Although PVT have come a long way since the krautrock inspired sound of 2005's debut 'Make Me Love You', or the harsher caustic avant garde of follow-up 'O Soundtrack My Heart'; the latter fully deserving of its place on the legendary Warp Records imprint; its almost as if they've morphed into a different band entirely. Whereas their previous releases drew comparisons with the noise-infused likes of HEALTH or Holy Fuck, 2010's cleaner sounding 'Church With No Name' veered towards the pop-friendly territories occupied by the likes of Cut Copy and The Presets.
It shouldn't come as too much of a surprise then that they've chosen to plough a similar furrow with 'Homosapien', their fourth and arguably commercially poised collection of songs to date. Not that we'd expect to see PVT battling for chart domination alongside the likes of GaGa and Bieber any time soon either. Although it would be fair to say had this album been released thirty years earlier it may have found solace amidst the Duran Durans and OMDs of this world.
Steeped in as many reference points harking back to the 1980s as it is nouveau electro a la Caribou or Chromatics, 'Homosapien' just falls short of the quality barometer. From the perspective of consistency at any rate, While opener 'Shiver' makes a gallant play for genuine crossover status between old school retrospective and new breed futurism, there's a distinct lack of urgency or direction in the likes of 'Nightfall' or 'New Morning' which occasionally breeds a complacency hailing one step forwards and two steps back.

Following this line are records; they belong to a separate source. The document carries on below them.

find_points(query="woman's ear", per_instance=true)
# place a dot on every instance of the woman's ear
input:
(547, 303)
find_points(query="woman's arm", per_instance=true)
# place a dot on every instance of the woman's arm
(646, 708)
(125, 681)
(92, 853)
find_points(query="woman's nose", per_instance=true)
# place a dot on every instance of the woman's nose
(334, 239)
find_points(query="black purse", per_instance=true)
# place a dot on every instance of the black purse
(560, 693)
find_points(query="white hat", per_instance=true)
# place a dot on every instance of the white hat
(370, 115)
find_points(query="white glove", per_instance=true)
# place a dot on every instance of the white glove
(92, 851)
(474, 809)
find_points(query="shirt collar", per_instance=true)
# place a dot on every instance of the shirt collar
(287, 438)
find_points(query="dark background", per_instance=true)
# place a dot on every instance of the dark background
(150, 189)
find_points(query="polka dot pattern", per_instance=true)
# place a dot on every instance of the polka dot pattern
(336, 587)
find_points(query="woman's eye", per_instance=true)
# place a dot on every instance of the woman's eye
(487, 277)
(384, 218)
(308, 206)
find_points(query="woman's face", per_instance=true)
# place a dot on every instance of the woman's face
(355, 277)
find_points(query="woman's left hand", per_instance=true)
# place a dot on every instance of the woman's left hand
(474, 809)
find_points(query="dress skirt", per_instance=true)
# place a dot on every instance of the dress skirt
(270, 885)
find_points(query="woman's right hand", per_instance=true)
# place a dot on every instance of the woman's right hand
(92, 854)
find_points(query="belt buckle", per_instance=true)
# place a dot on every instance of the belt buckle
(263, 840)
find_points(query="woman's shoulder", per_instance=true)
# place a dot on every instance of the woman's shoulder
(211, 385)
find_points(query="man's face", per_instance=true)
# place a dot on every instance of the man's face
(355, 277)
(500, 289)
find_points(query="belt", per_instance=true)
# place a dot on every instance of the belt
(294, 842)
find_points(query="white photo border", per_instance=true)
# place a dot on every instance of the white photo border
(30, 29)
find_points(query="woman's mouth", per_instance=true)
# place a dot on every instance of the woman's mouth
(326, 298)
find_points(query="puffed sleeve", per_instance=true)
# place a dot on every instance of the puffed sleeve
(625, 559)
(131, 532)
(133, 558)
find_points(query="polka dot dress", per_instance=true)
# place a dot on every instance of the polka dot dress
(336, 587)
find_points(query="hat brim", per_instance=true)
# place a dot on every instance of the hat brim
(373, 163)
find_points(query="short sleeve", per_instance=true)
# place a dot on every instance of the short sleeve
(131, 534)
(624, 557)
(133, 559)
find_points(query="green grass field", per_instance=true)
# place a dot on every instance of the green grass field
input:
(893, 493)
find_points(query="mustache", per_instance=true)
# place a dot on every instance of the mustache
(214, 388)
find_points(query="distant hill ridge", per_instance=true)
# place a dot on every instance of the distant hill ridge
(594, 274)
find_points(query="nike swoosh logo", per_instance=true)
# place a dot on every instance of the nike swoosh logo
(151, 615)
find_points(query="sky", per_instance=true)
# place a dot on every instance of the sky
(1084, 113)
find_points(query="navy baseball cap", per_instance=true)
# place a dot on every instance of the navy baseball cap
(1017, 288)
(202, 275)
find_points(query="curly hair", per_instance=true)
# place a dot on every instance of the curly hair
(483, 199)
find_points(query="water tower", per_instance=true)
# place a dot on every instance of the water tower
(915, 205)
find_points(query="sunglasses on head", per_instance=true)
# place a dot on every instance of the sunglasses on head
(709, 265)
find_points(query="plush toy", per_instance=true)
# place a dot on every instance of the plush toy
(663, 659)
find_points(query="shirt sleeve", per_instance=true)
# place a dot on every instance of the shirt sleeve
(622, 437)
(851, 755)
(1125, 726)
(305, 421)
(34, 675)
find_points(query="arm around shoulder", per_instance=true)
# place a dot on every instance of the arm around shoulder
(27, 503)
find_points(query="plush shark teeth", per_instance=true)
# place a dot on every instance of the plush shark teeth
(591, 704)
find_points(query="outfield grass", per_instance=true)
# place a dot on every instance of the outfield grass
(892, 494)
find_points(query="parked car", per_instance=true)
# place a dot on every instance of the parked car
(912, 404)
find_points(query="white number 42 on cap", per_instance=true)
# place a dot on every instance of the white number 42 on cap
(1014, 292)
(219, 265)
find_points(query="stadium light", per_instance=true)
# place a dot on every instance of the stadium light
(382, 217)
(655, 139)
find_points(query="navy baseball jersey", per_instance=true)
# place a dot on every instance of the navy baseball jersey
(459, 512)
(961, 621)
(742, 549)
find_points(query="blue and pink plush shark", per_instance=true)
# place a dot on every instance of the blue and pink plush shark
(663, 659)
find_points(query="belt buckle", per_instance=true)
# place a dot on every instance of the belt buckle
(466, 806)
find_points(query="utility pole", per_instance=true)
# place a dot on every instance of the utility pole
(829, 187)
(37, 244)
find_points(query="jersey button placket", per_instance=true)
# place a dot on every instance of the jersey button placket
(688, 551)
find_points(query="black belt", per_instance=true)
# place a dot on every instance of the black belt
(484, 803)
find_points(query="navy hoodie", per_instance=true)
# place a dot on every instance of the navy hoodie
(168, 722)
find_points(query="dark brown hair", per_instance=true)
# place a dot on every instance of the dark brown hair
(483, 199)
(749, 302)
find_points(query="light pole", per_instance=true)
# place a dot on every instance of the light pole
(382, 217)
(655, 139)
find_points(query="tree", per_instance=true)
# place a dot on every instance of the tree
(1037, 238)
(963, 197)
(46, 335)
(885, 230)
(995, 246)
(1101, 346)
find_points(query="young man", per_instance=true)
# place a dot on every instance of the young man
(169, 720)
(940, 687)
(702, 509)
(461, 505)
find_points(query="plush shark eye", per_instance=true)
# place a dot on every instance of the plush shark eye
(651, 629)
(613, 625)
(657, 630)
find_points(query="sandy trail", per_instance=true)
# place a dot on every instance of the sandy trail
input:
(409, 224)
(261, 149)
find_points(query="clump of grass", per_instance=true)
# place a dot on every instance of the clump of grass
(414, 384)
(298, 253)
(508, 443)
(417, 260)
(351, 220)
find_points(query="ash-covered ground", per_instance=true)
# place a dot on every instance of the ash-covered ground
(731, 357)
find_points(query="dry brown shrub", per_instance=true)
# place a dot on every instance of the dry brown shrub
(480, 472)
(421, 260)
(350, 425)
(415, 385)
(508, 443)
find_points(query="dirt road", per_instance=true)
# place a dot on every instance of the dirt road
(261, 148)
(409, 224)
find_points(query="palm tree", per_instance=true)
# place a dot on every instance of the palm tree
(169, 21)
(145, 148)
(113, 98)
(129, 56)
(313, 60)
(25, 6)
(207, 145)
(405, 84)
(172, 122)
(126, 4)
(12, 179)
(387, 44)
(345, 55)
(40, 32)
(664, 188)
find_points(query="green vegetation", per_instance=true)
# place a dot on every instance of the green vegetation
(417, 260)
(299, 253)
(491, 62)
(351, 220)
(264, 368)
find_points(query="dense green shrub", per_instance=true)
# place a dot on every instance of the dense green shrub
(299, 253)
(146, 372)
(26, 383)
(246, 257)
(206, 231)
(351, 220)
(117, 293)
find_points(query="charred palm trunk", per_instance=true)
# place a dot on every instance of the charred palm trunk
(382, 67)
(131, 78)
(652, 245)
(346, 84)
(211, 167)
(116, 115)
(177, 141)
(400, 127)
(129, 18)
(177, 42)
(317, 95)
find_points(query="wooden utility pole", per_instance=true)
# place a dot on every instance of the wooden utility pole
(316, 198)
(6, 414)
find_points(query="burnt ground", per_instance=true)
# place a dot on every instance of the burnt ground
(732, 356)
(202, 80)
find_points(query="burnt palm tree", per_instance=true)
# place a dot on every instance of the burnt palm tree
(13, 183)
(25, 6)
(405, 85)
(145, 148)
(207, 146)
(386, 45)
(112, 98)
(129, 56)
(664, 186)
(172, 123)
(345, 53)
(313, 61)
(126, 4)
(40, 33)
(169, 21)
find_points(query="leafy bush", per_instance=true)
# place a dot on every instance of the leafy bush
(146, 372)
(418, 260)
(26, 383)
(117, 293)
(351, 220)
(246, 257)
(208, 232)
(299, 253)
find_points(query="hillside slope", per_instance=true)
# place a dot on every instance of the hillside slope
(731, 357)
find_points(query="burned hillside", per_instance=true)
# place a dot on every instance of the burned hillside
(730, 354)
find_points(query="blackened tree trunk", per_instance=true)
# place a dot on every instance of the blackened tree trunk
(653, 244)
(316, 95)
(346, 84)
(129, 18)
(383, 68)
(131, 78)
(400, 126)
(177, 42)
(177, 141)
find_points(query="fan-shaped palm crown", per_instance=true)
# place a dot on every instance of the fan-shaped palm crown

At its most potent, 'Homosapien' does manage to rival Caribou's 'Swim', but whereas the latter's whole is greater than the sum of its parts, here such moments of captivating grace prove few and far between. 'Evolution' and 'Cold Romance' both pack an immediate punch; revelling in synapse pummelling four-to-the-floor beats while dreamy album mid-point 'Vertigo' throws a halo of reverb around Richard Pike's falsetto vocal to devastating effect.
Nevertheless, even the driving electronic surge of penultimate teaser 'Casual Success' can't entice 'Homosapien' from its average safe haven when PVT should really be aiming for the stars.
Maybe it's time to revisit the experimental lab before delivering album number five?